All the things we need to do for Mathics 5.0

rocky · rocky · commit 9746a475bcd4 · 2022-07-19T08:14:00.000-04:00
diff --git a/.github/workflows/osx.yml b/.github/workflows/osx.yml
@@ -8,23 +8,29 @@ on:
 
 jobs:
   build:
+    env:
+      LDFLAGS: "-L/usr/local/opt/llvm@11/lib"
+      CPPFLAGS: "-I/usr/local/opt/llvm@11/include"
     runs-on: macos-latest
     strategy:
       matrix:
         os: [macOS]
-        python-version: [3.6, 3.7, 3.8]
+        python-version: [3.6, 3.7, 3.8, 3.9]
     steps:
-    - uses: actions/checkout@v2
+    - uses: actions/checkout@v3
     - name: Set up Python ${{ matrix.python-version }}
       uses: actions/setup-python@v2
       with:
         python-version: ${{ matrix.python-version }}
     - name: Install dependencies
       run: |
-        LLVM_CONFIG=/usr/local/Cellar/llvm@9/9.0.1_2/bin/llvm-config pip install llvmlite
-        brew install mariadb
+        brew install llvm@11
         python -m pip install --upgrade pip
+        LLVM_CONFIG=/usr/local/Cellar/llvm@11/11.1.0/bin/llvm-config pip install llvmlite
+        brew install mariadb
         pip install pytest
+        # Can remove after next Mathics-core release
+        python -m pip install -e git+https://github.com/Mathics3/mathics-core#egg=Mathics3[full]
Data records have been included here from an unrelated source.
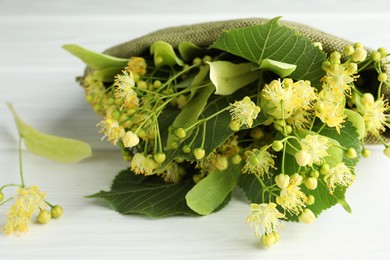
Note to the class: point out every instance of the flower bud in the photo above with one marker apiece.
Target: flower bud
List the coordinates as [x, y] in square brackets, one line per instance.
[383, 52]
[282, 180]
[348, 50]
[302, 158]
[310, 200]
[44, 217]
[236, 159]
[288, 129]
[157, 84]
[287, 82]
[159, 157]
[277, 146]
[325, 65]
[158, 61]
[199, 153]
[335, 57]
[180, 132]
[307, 216]
[325, 169]
[56, 211]
[352, 67]
[296, 179]
[359, 54]
[311, 183]
[186, 149]
[318, 45]
[270, 239]
[221, 163]
[351, 153]
[130, 139]
[256, 133]
[197, 61]
[207, 59]
[366, 153]
[376, 56]
[142, 85]
[382, 77]
[386, 152]
[115, 114]
[314, 173]
[234, 125]
[367, 99]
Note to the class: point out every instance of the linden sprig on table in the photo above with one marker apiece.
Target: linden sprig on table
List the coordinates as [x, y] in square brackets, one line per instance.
[277, 116]
[30, 201]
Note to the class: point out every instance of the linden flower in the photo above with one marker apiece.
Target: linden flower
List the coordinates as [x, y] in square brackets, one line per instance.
[316, 147]
[338, 78]
[27, 201]
[111, 129]
[300, 119]
[303, 95]
[330, 108]
[243, 112]
[124, 90]
[130, 139]
[265, 217]
[258, 162]
[339, 175]
[143, 165]
[375, 117]
[292, 199]
[276, 95]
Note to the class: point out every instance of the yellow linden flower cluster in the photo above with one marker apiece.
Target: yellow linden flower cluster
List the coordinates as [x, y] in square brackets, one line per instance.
[27, 202]
[280, 132]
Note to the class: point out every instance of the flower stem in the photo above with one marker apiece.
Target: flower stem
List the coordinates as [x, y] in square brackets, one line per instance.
[21, 162]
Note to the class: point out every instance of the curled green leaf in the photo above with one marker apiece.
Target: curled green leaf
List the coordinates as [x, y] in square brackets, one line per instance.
[189, 51]
[49, 146]
[95, 60]
[228, 77]
[281, 69]
[164, 54]
[206, 196]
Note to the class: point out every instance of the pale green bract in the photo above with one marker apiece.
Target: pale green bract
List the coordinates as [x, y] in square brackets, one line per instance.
[52, 147]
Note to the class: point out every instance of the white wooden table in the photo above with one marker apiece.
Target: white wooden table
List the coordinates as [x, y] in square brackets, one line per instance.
[38, 77]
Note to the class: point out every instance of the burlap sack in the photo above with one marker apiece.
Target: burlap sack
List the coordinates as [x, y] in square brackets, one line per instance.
[205, 34]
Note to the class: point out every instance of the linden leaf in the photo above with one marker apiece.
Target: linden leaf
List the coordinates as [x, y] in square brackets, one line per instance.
[49, 146]
[281, 69]
[164, 54]
[228, 77]
[95, 60]
[150, 196]
[207, 195]
[278, 43]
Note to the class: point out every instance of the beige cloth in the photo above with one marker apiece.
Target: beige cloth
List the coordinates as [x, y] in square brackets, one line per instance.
[205, 34]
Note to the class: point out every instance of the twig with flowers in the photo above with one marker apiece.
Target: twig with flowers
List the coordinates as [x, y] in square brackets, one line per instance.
[30, 200]
[263, 108]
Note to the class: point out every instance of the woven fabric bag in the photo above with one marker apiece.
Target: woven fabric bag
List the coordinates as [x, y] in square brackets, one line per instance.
[204, 34]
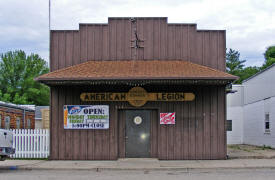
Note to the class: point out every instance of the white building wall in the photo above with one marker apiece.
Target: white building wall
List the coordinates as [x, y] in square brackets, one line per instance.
[254, 123]
[235, 113]
[260, 87]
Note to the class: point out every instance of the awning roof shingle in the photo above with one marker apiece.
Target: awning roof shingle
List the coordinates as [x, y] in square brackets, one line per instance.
[136, 70]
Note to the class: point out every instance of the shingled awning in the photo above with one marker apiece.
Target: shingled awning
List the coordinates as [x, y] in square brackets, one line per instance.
[136, 70]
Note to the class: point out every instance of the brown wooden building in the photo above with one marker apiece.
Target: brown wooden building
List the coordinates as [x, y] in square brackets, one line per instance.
[14, 116]
[143, 71]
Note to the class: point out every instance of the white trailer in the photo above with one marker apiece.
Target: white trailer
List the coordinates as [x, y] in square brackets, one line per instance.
[6, 141]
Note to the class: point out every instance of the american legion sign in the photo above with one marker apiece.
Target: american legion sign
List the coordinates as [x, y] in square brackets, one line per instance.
[137, 87]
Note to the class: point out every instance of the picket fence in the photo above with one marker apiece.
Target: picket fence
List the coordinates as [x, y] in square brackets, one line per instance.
[31, 143]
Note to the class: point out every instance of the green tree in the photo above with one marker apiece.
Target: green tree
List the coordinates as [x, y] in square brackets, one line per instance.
[269, 57]
[246, 73]
[17, 73]
[234, 65]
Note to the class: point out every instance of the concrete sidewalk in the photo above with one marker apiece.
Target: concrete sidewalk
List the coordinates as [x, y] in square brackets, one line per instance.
[137, 164]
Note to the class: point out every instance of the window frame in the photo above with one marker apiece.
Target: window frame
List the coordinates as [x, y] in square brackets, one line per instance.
[227, 125]
[7, 116]
[16, 120]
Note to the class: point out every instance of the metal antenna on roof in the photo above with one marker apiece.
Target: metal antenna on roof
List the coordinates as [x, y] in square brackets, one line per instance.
[136, 41]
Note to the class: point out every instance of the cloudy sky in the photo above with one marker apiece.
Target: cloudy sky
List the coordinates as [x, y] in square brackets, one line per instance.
[250, 24]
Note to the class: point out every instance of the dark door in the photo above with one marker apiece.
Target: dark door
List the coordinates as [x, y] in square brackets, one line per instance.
[137, 133]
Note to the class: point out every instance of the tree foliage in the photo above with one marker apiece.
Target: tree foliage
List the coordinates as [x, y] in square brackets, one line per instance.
[236, 67]
[269, 57]
[17, 73]
[233, 63]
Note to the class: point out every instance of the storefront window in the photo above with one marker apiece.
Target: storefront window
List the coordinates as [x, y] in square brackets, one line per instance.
[18, 122]
[7, 122]
[28, 123]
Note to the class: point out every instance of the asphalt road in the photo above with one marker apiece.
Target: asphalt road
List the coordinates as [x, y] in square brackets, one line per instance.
[243, 174]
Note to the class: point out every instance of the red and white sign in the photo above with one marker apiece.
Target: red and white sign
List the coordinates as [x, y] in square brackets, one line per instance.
[168, 118]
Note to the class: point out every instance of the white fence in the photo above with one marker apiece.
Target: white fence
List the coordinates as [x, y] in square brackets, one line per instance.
[31, 143]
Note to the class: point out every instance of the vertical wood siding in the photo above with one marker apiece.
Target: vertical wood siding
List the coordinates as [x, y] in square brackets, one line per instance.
[199, 124]
[199, 132]
[162, 41]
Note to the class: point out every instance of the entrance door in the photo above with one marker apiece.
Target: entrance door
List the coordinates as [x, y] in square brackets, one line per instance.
[137, 133]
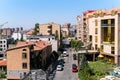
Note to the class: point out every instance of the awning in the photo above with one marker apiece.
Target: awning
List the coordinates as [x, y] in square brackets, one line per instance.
[100, 56]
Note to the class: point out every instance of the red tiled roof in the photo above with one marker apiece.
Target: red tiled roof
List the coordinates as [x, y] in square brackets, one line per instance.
[3, 62]
[89, 11]
[30, 32]
[38, 45]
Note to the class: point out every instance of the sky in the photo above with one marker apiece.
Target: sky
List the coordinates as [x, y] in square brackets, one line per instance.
[25, 13]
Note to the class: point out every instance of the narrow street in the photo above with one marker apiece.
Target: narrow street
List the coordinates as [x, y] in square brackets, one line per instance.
[67, 73]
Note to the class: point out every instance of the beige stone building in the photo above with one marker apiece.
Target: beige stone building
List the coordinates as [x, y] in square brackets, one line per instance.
[50, 29]
[83, 29]
[104, 31]
[65, 30]
[27, 56]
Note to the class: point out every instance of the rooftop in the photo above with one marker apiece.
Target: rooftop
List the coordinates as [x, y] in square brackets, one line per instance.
[3, 62]
[37, 45]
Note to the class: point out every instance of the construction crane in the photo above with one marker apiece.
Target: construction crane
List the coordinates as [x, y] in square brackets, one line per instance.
[1, 28]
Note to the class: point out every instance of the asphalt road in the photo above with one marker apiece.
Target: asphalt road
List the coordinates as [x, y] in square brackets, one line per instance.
[67, 73]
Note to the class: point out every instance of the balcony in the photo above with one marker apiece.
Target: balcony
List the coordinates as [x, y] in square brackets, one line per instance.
[108, 43]
[107, 25]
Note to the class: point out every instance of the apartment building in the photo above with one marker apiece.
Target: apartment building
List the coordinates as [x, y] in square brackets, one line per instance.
[79, 28]
[82, 22]
[27, 56]
[49, 38]
[65, 29]
[4, 42]
[50, 29]
[104, 32]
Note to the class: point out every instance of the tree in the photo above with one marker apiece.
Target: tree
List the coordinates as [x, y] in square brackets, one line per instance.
[76, 44]
[56, 34]
[36, 29]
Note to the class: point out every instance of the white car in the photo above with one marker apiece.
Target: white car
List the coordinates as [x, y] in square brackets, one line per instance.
[59, 68]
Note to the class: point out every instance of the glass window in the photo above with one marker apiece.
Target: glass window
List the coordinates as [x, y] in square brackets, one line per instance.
[24, 55]
[96, 47]
[96, 22]
[96, 30]
[24, 65]
[24, 50]
[96, 39]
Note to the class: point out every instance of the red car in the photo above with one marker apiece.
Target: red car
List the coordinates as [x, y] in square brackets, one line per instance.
[74, 68]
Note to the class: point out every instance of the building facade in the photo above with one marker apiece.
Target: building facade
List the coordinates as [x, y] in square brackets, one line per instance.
[104, 30]
[50, 29]
[49, 38]
[83, 27]
[65, 30]
[27, 56]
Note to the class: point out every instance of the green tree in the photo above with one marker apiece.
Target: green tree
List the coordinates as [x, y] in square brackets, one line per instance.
[36, 29]
[76, 44]
[86, 72]
[56, 34]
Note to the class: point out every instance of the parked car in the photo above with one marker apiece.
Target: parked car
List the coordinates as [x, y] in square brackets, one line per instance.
[74, 68]
[59, 68]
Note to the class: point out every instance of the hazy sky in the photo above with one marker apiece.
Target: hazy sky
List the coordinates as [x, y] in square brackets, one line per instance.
[26, 13]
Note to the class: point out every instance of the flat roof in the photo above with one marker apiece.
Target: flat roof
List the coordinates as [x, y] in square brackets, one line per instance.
[89, 51]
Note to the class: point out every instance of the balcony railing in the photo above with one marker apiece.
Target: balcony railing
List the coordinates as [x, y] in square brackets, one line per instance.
[106, 25]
     - name: Install pymathics.natlang
       run: |
         pip install -e .
diff --git a/.github/workflows/ubuntu.yml b/.github/workflows/ubuntu.yml
@@ -11,7 +11,7 @@ jobs:
     runs-on: ubuntu-latest
     strategy:
       matrix:
-        python-version: [3.6, 3.7, 3.8]
+        python-version: [3.6, 3.7, 3.8, 3.9]
     steps:
     - uses: actions/checkout@v2
     - name: Set up Python ${{ matrix.python-version }}
@@ -23,6 +23,8 @@ jobs:
         sudo apt-get update -qq && sudo apt-get install -qq liblapack-dev llvm-dev maria libmysqlclient-dev
         python -m pip install --upgrade pip
         pip install pytest
+        # Can remove after next Mathics-core release
+        python -m pip install -e git+https://github.com/Mathics3/mathics-core#egg=Mathics3[full]
     - name: Install pymathics.natlang
       run: |
         pip install -e .
diff --git a/pymathics/natlang/__main__.py b/pymathics/natlang/__main__.py
@@ -1,4 +1,3 @@
-#!/usr/bin/env python3
 # -*- coding: utf-8 -*-
 
 """
@@ -41,27 +40,22 @@
 # for nltk, use the environment variable NLTK_DATA to specify a custom data path (instead of $HOME/.nltk).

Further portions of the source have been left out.